Zhu Yuan, An Hao, Wang Huaide, Xu Ruidong, Sun Zhipeng, Lu Ke
School of Automotive Studies, Tongji University, Shanghai 201800, China.
Nanchang Automotive Institute of Intelligence & New Energy, Tongji University, Nanchang 330052, China.
Sensors (Basel). 2024 Jul 18;24(14):4676. doi: 10.3390/s24144676.
Most visual simultaneous localization and mapping (SLAM) systems are based on the assumption of a static environment in autonomous vehicles. However, when dynamic objects, particularly vehicles, occupy a large portion of the image, the localization accuracy of the system decreases significantly. To mitigate this challenge, this paper unveils DOT-SLAM, a novel stereo visual SLAM system that integrates dynamic object tracking through graph optimization. By integrating dynamic object pose estimation into the SLAM system, the system can effectively utilize both foreground and background points for ego vehicle localization and obtain a static feature points map. To rectify the inaccuracies in depth estimation from stereo disparity directly on the foreground points of dynamic objects due to their self-similarity characteristics, a coarse-to-fine depth estimation method based on camera-road plane geometry is presented. This method uses rough depth to guide fine stereo matching, thereby obtaining the 3 dimensions (3D)spatial positions of feature points on dynamic objects. Subsequently, by establishing constraints on the dynamic object's pose using the road plane and non-holonomic constraints (NHCs) of the vehicle, reducing the initial pose uncertainty of dynamic objects leads to more accurate dynamic object initialization. Finally, by considering foreground points, background points, the local road plane, the ego vehicle pose, and dynamic object poses as optimization nodes, through the establishment and joint optimization of a nonlinear model based on graph optimization, accurate six degrees of freedom (DoFs) pose estimations are obtained for both the ego vehicle and dynamic objects.

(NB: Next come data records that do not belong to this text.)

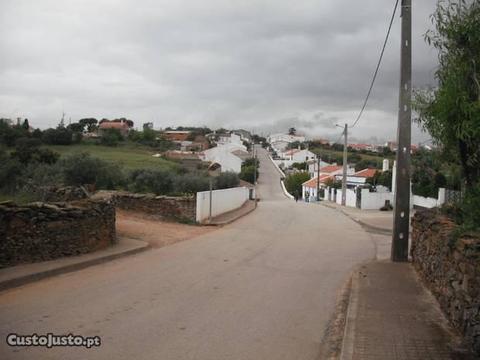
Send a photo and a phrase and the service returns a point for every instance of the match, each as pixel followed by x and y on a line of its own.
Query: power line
pixel 378 65
pixel 376 71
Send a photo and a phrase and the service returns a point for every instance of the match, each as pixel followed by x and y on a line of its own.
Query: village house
pixel 298 155
pixel 327 173
pixel 225 157
pixel 279 142
pixel 122 126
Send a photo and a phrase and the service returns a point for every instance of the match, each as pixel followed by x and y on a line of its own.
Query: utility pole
pixel 344 177
pixel 401 214
pixel 254 174
pixel 319 161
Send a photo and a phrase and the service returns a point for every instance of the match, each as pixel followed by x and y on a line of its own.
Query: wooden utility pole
pixel 345 160
pixel 401 215
pixel 254 174
pixel 319 161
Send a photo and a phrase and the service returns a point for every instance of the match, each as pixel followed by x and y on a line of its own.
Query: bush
pixel 80 169
pixel 111 137
pixel 58 136
pixel 293 182
pixel 191 184
pixel 10 172
pixel 155 181
pixel 226 180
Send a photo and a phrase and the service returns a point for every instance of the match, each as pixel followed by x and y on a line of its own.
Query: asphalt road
pixel 263 287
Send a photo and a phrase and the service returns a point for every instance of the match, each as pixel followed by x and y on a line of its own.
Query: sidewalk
pixel 233 215
pixel 392 316
pixel 23 274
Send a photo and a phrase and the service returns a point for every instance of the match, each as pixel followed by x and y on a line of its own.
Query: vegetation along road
pixel 263 287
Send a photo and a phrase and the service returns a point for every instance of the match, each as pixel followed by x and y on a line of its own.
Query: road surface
pixel 263 287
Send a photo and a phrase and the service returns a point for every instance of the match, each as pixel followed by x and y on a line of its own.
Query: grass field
pixel 128 156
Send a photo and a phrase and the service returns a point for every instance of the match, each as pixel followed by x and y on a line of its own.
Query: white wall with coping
pixel 223 201
pixel 351 199
pixel 284 189
pixel 374 200
pixel 427 202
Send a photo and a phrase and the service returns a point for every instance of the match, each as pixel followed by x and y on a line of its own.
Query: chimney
pixel 386 165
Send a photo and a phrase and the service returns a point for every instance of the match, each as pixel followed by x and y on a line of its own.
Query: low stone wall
pixel 451 269
pixel 164 207
pixel 41 231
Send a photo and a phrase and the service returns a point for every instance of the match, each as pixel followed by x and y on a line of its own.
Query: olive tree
pixel 451 111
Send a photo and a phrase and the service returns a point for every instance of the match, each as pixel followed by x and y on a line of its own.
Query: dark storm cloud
pixel 265 65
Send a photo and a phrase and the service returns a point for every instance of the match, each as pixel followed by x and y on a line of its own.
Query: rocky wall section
pixel 41 231
pixel 163 207
pixel 451 269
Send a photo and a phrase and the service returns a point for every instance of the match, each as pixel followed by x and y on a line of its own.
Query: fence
pixel 222 201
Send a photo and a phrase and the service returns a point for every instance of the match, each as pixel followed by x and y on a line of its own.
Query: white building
pixel 223 155
pixel 297 155
pixel 279 142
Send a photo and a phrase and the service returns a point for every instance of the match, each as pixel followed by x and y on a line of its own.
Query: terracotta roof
pixel 331 168
pixel 366 173
pixel 176 135
pixel 291 151
pixel 113 125
pixel 312 183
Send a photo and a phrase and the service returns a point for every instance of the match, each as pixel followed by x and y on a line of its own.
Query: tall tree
pixel 451 111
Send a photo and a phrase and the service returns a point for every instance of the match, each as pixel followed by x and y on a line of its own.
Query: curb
pixel 350 322
pixel 284 189
pixel 29 278
pixel 231 220
pixel 373 228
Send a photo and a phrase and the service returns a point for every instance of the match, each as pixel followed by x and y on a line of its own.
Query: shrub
pixel 191 184
pixel 227 180
pixel 155 181
pixel 80 169
pixel 293 182
pixel 58 136
pixel 111 137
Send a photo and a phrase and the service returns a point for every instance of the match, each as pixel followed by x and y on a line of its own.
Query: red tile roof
pixel 312 183
pixel 330 168
pixel 367 173
pixel 113 125
pixel 291 151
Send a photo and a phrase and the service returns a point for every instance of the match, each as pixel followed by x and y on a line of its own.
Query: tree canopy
pixel 451 111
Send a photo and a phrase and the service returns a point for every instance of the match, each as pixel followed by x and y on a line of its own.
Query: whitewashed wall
pixel 374 200
pixel 223 201
pixel 429 202
pixel 351 199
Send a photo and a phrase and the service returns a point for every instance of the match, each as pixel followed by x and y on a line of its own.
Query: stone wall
pixel 41 231
pixel 451 269
pixel 163 207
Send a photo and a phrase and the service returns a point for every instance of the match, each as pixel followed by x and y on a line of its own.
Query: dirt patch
pixel 156 232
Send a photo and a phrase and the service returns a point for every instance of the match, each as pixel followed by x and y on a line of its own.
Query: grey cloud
pixel 259 64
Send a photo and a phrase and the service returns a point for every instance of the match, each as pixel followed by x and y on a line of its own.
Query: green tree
pixel 80 169
pixel 451 112
pixel 293 182
pixel 111 137
pixel 89 123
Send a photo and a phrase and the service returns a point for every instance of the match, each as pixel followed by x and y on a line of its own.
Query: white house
pixel 297 155
pixel 329 172
pixel 223 155
pixel 279 142
pixel 358 178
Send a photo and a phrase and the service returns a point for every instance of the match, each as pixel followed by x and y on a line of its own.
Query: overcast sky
pixel 264 65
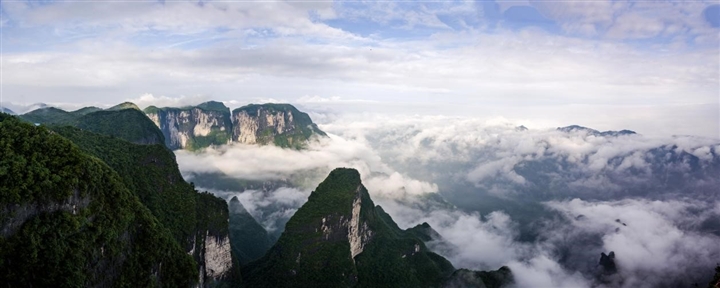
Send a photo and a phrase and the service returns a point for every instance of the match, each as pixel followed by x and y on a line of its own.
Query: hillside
pixel 212 123
pixel 69 217
pixel 151 172
pixel 339 238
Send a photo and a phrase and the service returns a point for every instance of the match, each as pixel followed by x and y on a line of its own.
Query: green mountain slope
pixel 68 220
pixel 339 238
pixel 280 124
pixel 124 121
pixel 249 239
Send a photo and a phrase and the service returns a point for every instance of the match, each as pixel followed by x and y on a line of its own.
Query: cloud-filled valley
pixel 543 202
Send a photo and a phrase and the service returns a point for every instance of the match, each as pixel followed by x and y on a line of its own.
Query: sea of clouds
pixel 653 201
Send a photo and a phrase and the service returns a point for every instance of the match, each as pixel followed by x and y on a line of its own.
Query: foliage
pixel 303 127
pixel 304 255
pixel 129 124
pixel 249 239
pixel 109 239
pixel 148 170
pixel 50 115
pixel 123 106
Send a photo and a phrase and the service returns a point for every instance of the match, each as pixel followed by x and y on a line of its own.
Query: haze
pixel 648 67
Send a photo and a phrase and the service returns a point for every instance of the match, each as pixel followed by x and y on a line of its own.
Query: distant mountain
pixel 212 123
pixel 590 131
pixel 193 127
pixel 249 239
pixel 339 238
pixel 123 106
pixel 124 121
pixel 198 222
pixel 69 220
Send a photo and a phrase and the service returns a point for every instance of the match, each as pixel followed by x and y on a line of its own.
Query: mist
pixel 543 202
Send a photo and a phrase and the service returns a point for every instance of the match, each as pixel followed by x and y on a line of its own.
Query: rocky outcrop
pixel 21 213
pixel 279 124
pixel 193 127
pixel 211 123
pixel 339 238
pixel 211 246
pixel 249 239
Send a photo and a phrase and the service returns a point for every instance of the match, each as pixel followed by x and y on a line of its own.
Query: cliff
pixel 69 221
pixel 212 123
pixel 279 124
pixel 340 238
pixel 198 222
pixel 249 239
pixel 193 127
pixel 123 121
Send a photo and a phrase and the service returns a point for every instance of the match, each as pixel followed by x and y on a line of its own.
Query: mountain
pixel 7 111
pixel 152 173
pixel 340 238
pixel 212 123
pixel 249 239
pixel 193 127
pixel 68 220
pixel 123 121
pixel 123 106
pixel 590 131
pixel 279 124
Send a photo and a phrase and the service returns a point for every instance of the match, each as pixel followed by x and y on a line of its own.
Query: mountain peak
pixel 590 131
pixel 124 105
pixel 340 238
pixel 213 106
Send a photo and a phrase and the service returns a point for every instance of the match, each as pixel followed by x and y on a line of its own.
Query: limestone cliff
pixel 279 124
pixel 211 123
pixel 339 238
pixel 193 127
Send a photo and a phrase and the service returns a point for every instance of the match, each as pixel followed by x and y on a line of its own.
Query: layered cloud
pixel 559 60
pixel 500 214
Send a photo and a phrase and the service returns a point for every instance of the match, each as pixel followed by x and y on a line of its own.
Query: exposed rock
pixel 607 262
pixel 18 214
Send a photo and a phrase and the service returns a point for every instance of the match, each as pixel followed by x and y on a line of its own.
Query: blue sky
pixel 640 65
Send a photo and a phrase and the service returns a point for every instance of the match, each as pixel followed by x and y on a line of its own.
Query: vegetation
pixel 296 138
pixel 305 255
pixel 69 217
pixel 250 241
pixel 151 172
pixel 128 124
pixel 124 121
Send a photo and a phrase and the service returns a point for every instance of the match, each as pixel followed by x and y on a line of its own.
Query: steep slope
pixel 279 124
pixel 50 115
pixel 69 221
pixel 211 123
pixel 124 121
pixel 193 127
pixel 590 131
pixel 339 238
pixel 249 239
pixel 151 172
pixel 129 124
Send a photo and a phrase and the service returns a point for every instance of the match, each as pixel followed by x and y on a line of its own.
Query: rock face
pixel 193 127
pixel 590 131
pixel 607 263
pixel 340 238
pixel 249 239
pixel 211 123
pixel 211 246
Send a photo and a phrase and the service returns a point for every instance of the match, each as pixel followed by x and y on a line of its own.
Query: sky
pixel 652 67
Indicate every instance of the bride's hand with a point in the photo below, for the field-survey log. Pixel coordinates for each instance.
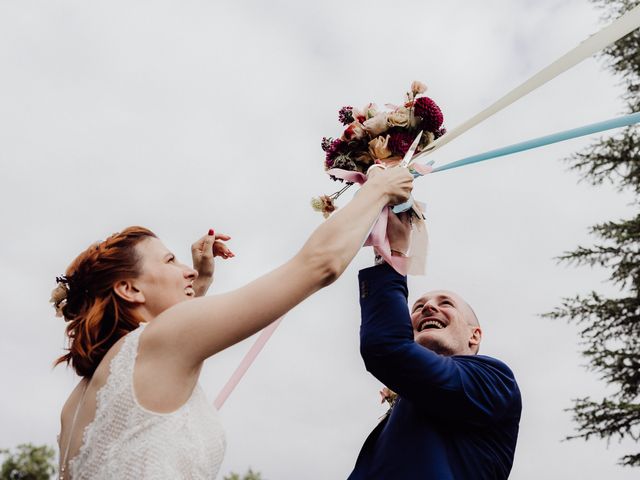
(203, 252)
(397, 183)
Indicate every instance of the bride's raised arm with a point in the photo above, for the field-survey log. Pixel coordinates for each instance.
(189, 332)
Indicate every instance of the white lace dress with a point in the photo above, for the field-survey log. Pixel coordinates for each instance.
(126, 441)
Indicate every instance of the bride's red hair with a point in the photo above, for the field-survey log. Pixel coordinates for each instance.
(97, 317)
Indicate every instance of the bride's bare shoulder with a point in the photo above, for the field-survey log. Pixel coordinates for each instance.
(98, 379)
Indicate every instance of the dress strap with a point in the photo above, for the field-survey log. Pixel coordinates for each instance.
(63, 465)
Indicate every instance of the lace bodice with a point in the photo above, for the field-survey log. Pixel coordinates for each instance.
(127, 441)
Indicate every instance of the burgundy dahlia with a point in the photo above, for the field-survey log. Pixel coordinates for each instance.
(345, 115)
(399, 142)
(430, 113)
(333, 149)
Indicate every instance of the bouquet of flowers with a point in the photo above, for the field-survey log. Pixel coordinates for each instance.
(379, 136)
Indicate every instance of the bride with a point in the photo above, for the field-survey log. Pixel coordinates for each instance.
(138, 337)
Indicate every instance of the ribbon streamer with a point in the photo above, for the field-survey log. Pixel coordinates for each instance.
(605, 37)
(618, 29)
(546, 140)
(246, 362)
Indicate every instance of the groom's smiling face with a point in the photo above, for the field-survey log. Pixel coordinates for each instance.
(443, 322)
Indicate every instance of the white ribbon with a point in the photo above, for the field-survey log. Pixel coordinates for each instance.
(605, 37)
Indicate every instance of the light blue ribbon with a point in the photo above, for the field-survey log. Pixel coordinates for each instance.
(546, 140)
(624, 121)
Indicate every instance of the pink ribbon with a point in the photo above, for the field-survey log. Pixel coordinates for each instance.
(378, 237)
(246, 362)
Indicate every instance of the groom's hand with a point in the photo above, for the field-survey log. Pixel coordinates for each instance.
(399, 233)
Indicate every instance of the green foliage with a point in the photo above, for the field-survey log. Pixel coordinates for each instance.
(610, 327)
(250, 475)
(28, 462)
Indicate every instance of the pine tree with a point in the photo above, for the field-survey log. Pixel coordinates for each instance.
(610, 327)
(28, 462)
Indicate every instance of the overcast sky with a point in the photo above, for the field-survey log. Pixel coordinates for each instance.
(181, 116)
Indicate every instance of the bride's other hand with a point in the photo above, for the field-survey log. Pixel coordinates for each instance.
(203, 252)
(396, 182)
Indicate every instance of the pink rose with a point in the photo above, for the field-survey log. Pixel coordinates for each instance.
(379, 147)
(370, 111)
(376, 125)
(355, 131)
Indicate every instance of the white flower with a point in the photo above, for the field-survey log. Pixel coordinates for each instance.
(377, 124)
(399, 117)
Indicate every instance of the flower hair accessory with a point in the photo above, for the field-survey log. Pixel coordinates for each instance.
(378, 137)
(59, 294)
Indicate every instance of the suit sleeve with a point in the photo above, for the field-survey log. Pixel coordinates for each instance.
(478, 389)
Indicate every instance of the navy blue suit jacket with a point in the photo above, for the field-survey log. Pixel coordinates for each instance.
(456, 418)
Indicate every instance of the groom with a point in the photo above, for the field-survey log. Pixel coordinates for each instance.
(457, 413)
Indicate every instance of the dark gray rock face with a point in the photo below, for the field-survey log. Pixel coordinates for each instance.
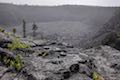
(46, 60)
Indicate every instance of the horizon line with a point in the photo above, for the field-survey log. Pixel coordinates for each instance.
(58, 5)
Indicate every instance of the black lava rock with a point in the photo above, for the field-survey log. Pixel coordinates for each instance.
(74, 68)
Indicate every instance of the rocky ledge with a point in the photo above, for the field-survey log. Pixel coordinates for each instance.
(51, 60)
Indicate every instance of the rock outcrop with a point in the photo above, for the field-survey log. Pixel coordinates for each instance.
(51, 60)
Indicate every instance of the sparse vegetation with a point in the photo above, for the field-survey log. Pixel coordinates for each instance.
(24, 29)
(34, 29)
(10, 62)
(1, 29)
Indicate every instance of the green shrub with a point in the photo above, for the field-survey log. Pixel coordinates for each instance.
(1, 29)
(17, 63)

Experimental validation on the KITTI-360 dataset demonstrates that DOT-SLAM effectively utilizes features from the background and dynamic objects in the environment, resulting in more accurate vehicle trajectory estimation and a static environment map. Results obtained from a real-world dataset test reinforce the effectiveness.
大多数视觉同步定位与地图构建(SLAM)系统是基于自动驾驶车辆所处静态环境这一假设的。然而,当动态物体,尤其是车辆占据图像的很大一部分时,系统的定位精度会显著下降。为了应对这一挑战,本文推出了DOT-SLAM,这是一种新颖的立体视觉SLAM系统,它通过图优化集成了动态物体跟踪功能。通过将动态物体姿态估计集成到SLAM系统中,该系统能够有效地利用前景和背景点进行自车定位,并获得静态特征点地图。由于动态物体的自相似特性,直接在其前景点上从立体视差进行深度估计会存在不准确的问题,为此提出了一种基于相机-道路平面几何的粗到精深度估计方法。该方法使用粗略深度来引导精细的立体匹配,从而获得动态物体上特征点的三维空间位置。随后,通过利用道路平面和车辆的非完整约束(NHC)对动态物体的姿态建立约束,减少动态物体的初始姿态不确定性可实现更准确的动态物体初始化。最后,通过将前景点、背景点、局部道路平面、自车姿态和动态物体姿态视为优化节点,通过建立并联合优化基于图优化的非线性模型,可获得自车和动态物体精确的六自由度(DoF)姿态估计。在KITTI-360数据集上的实验验证表明,DOT-SLAM有效地利用了环境中的背景和动态物体特征,从而实现了更准确的车辆轨迹估计和静态环境地图。从真实世界数据集测试中获得的结果进一步证实了其有效性。